Niche enthusiasts aside, the average pickup truck owner — like other vehicle owners — is watching his or her budget closely.

This frugality may change how tire dealers will have to approach customers at the sales counter, says Hankook’s Bainbridge.

“I think the LT tire sale will take a little longer to close than it has over the last couple of years. I think the customer is going to be more concerned about making impulse decisions.

“They want to be sold more; they’ll want more choices. In the past, the consumer might have come in and said, ‘This tire looks good. How much is it?’ Dealers will find that more consumers are going to want to compare” products — not just price, but also features and benefits.

“The dealer is going to have to make more recommendations. You’re going to need more salesmanship to sell just as many tires as before. The whole process is going to slow down.”

“Truck owners are probably more difficult to qualify” than other vehicle owners, says Pirelli’s Koehler. “They have many more choices — highway all-season, street sport, all-terrain, strictly off-road, etc. — especially for trucks that have more mass and increased ride height and are sensitive to changes in driving characteristics.”

“There will always be a truck-buying public,” says Yokohama’s Abram. “You will have to dig in and find out what they want. You will have to be the best at providing service or you will have to create a value proposition that will get them in the door.”

Dealers agree. Long-term, Holt believes consumers will not abandon the LT tire segment, especially those who use their trucks for work. “If it’s a work vehicle, it needs the proper application. The segment has taken a dip because of the economy, but I don’t think this is a permanent wane. There will always be a need for LT tires.”

Vazquez shares his outlook. “When gas prices were really up (last summer), people were parking their trucks. They weren’t driving, and if people aren’t driving, there’s no work for us. But I’m still stocking” LT-metric tires.

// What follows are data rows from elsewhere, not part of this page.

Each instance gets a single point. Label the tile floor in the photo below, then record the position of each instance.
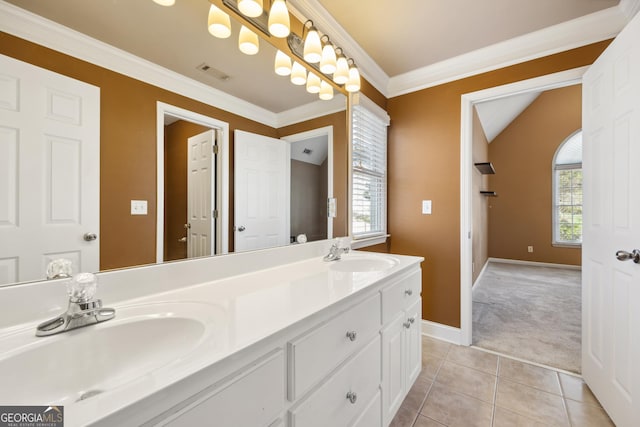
(463, 386)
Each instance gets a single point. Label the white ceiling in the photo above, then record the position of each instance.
(416, 44)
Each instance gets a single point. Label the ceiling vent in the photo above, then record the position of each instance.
(213, 72)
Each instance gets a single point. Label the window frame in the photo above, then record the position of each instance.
(555, 242)
(376, 237)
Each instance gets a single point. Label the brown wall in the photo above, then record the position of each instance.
(175, 186)
(340, 161)
(522, 154)
(424, 163)
(479, 202)
(128, 149)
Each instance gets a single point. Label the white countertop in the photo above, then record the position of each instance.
(238, 311)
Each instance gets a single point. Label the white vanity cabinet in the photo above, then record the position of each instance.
(401, 343)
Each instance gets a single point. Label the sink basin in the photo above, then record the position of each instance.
(353, 263)
(85, 362)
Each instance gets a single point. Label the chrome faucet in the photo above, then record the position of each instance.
(83, 310)
(335, 252)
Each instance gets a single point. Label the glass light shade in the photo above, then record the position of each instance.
(341, 75)
(250, 8)
(219, 23)
(353, 84)
(248, 41)
(282, 65)
(279, 25)
(313, 83)
(312, 47)
(328, 61)
(298, 74)
(326, 91)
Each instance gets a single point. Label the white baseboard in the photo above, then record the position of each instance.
(441, 332)
(534, 263)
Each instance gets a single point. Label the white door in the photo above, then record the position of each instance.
(261, 170)
(200, 193)
(611, 288)
(49, 171)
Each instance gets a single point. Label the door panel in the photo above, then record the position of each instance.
(611, 288)
(49, 171)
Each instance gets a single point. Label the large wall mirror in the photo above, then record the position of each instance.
(144, 205)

If the economy bounces back later in 2009 or early 2010, “people will start driving and people will start buying. I truly believe it’s going to pick up. I see people getting on the roads and putting miles on their trucks.”    ■

Eco-friendly LT tires? It could happen if customers see the value

“Green” is the new buzzword in passenger and performance tires. Manufacturers are scrambling to make products more eco-friendly by reducing their rolling resistance and using environmentally friendly components. Will the “green movement” ever spill over to LT-metric tires? We posed the question to several tire company executives. Here’s what they had to say:

Travis Roffler, director of marketing, Continental Tire North America Inc.: “What are you willing to sacrifice? If I can make you a tire that can save you one mile a gallon but sacrifices one car length in braking, is that worth it? There’s always compromise.”

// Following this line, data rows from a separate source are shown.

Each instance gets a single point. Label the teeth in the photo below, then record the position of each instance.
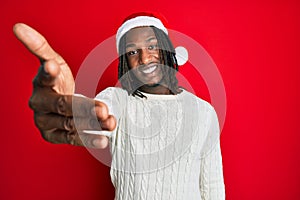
(149, 70)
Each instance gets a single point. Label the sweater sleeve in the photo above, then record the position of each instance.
(211, 170)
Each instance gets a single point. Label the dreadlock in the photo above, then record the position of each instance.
(166, 54)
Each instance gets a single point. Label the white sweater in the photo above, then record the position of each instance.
(165, 147)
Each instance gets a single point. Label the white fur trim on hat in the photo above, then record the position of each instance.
(138, 22)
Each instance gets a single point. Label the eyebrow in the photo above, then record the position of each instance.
(147, 41)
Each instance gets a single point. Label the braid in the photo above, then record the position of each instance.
(166, 53)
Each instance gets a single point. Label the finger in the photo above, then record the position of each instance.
(65, 137)
(51, 121)
(46, 101)
(36, 43)
(94, 141)
(109, 124)
(47, 74)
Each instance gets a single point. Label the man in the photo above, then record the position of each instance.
(164, 140)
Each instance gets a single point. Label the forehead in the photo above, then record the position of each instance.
(139, 34)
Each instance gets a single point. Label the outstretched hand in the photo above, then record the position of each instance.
(60, 116)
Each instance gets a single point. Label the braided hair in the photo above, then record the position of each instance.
(166, 54)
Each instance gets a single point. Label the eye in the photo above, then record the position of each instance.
(131, 53)
(152, 47)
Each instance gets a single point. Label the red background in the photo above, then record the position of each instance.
(255, 45)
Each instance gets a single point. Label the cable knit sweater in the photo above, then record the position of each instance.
(165, 147)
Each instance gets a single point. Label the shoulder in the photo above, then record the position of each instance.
(200, 102)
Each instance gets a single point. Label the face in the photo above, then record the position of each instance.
(143, 56)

Bill Bainbridge, brand communications manager, Hankook Tire America Corp.: “I think the consumer wants to feel confident he’s making a decision with some environmental concern in mind. Having said that, I don’t know if customers are willing to pay for it.”

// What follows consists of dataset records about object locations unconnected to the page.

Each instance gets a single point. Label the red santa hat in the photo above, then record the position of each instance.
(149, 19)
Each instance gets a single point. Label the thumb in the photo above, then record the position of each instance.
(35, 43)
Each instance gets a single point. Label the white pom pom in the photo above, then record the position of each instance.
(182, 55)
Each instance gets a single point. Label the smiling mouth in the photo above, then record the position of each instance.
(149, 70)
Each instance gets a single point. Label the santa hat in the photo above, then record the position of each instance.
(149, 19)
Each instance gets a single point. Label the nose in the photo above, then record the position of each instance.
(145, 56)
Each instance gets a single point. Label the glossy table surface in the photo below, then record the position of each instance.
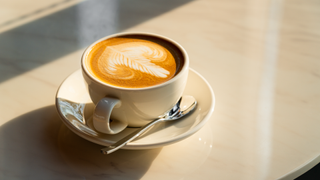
(261, 58)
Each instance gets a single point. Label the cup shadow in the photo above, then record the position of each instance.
(39, 142)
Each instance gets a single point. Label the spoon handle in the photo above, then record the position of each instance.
(129, 138)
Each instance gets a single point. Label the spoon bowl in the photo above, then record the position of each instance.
(184, 106)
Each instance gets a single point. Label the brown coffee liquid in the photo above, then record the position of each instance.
(134, 61)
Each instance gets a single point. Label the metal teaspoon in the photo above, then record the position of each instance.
(184, 106)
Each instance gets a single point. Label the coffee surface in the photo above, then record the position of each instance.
(134, 61)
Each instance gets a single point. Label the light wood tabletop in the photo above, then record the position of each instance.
(261, 58)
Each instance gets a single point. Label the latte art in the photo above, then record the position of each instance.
(134, 56)
(134, 61)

Joe Mazur, brand category manager, BFGoodrich light truck tires, Michelin North America Inc.: “Pickup owners may not be buying Toyota Priuses, but I think the eco-friendly concept does resonate with them.“

Jeff Koehler, marketing manager, Pirelli Tire North America Inc.: “Trucks are known for getting poor gas mileage. If you tell someone you can make a tire that will give them x amount of dollars more per tank, they’re going to buy it as long as you don’t give up braking and traction.”

Bob Abram, product planning manager, Yokohama Tire Corp.: “I think the pressure will be there to develop (eco-friendly) compounding and apply it to LT tires. If anyone can benefit from better fuel economy, these huge trucks will benefit.

“We have an eye on... trying to apply (environmentally friendly technology) to more mainstream products,” said Abram.